As I am reading Stuart Shankers amazing book, I am starting to think of the Learning Commons with an added lens of how to help students also self-regulate. As I integrate my new learning, I cannot help but consider how this changes my view of our Libraries, and Learning Commons.
The Learning Commons is the new term we use to describe the updated version of our Libraries. It is a place where people come together to engage in active and participatory learning. It is networked and collaborative, and it considers both physical and virtual spaces. It is based in a culture of creativity and discovery!
In my view, the Learning Commons is a very constructivist learning environment, which is excellent. This means that students are engaged in collaborative activities including inquiry, project-based learning, inquiry and more. Social interaction is paramount, and often means that students need to be able to interact socially. Our learning environments are not ‘quiet’, but interactive. I am striving to promote constructivist learning environments, while at the same time, promote self-regulation for ALL students.
I am very conscious of the fact that many of our students are hypo, or hyper-aroused and need help self-regulating. Many of these students are not on IEPS. Further, many of these students may appear to be misbehaving or self-entitled, appears to be compliant, quiet, paying attention and following the rules. But this does not mean that they are necessarily misbehaving, or complying. A hypo-aroused student may in fact be experiencing a great deal of anxiety and appear to be zoned out. Perhaps this anxiety comes from too many social interactions going on at once, or a feeling of being overwhelmed. Visual and auditory stimuli can contribute to a lack of being able to self-regulate. Maybe the Learning Commons design needs to also reflect changes that promote self-regulation.
As a result, I have new questions:
Is the Learning Commons a friend or foe of self-regulation?
How should the Learning Commons be designed? Often is a hub of learning – different students doing different things – researching, using tech, signing out books, reading, asking questions, making and more.
What about the TL’s who also must give planning time? Who becomes more important, the students learning in the planning time class, or the students from the rest of the school coming down to use the library for other purposes?
Are these in fact two differing paradigms affecting our school libraries?
I realise that this is a journey to try to integrate new thinking and learning to make better learning environments for students. It will take time.
What do we know?
First, we know that we need the Library to be a Learning Commons. A hub of activity, where students can from different classes come down for different purposes. A constructivist environment where students come to use resources, planned or unplanned. Resources can include iPads, makerspaces, art supplies, Green Screens, other technologies and of course, books. A Learning Commons reflects a flexible schedule to meet the needs of the various teachers and classrooms.

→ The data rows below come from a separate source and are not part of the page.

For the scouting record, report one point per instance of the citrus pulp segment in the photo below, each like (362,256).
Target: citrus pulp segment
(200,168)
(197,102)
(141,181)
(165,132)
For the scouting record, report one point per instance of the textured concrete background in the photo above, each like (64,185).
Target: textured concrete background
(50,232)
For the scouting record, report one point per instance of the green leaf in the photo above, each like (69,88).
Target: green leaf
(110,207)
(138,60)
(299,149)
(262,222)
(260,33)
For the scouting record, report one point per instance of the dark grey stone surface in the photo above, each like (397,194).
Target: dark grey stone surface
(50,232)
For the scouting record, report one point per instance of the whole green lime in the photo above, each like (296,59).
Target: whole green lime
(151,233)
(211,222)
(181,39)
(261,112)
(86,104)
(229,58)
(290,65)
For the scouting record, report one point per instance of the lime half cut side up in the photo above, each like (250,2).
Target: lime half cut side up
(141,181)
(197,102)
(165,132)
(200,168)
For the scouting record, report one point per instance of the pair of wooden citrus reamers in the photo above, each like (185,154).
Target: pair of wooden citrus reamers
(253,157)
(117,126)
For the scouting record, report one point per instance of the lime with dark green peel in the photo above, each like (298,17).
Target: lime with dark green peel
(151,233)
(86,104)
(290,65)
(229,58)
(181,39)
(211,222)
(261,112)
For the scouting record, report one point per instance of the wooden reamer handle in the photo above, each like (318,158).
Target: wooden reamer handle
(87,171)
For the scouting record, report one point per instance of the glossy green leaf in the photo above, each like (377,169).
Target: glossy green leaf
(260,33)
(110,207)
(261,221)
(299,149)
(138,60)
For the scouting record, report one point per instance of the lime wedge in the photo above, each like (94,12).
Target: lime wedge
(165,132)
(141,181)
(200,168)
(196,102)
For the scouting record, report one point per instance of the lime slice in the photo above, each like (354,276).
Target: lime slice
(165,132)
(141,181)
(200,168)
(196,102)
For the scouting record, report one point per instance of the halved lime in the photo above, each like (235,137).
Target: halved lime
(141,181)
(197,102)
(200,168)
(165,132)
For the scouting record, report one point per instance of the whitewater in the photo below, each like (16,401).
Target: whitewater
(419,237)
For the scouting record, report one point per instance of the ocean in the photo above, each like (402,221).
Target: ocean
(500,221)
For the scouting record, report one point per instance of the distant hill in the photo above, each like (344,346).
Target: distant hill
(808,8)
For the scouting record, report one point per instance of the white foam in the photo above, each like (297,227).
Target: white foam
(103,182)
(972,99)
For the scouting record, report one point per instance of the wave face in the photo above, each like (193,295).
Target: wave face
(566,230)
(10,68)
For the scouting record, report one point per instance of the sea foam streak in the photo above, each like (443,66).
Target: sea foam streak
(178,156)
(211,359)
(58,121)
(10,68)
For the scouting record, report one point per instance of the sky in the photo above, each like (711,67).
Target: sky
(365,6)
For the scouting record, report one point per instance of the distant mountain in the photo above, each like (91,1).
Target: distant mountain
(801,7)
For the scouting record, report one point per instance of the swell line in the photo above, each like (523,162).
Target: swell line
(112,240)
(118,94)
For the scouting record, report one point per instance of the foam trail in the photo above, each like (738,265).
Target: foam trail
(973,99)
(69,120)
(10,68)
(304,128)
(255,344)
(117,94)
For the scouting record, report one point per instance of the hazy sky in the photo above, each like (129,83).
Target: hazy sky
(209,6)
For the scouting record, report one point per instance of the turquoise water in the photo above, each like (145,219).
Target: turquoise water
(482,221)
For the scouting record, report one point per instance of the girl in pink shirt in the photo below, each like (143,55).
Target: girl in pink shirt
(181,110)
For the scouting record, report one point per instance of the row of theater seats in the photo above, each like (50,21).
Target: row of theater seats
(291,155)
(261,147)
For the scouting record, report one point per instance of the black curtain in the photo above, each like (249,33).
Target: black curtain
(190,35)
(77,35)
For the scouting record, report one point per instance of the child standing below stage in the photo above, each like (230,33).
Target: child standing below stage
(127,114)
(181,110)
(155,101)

Next, we also know that the more we help students to self-regulate, the better they become at reaching their educational potential. Therefore to teach and facilitate learning without attention to self-regulation, the more difficult and frustrating it will be for teachers and students in the learning process.
Therefore, at this point in time, I can conclude that the most important thing to remember is that we all need to work together as a team: parents, students, teachers, specialists, administrators, etc.
A student’s true educational potential just cannot be realised if we are not able to work on self-regulation problems. It becomes even clearer that our purpose is to work together to do more of what the students need.
How do you run your Learning Commons in a way that promotes self-regulation?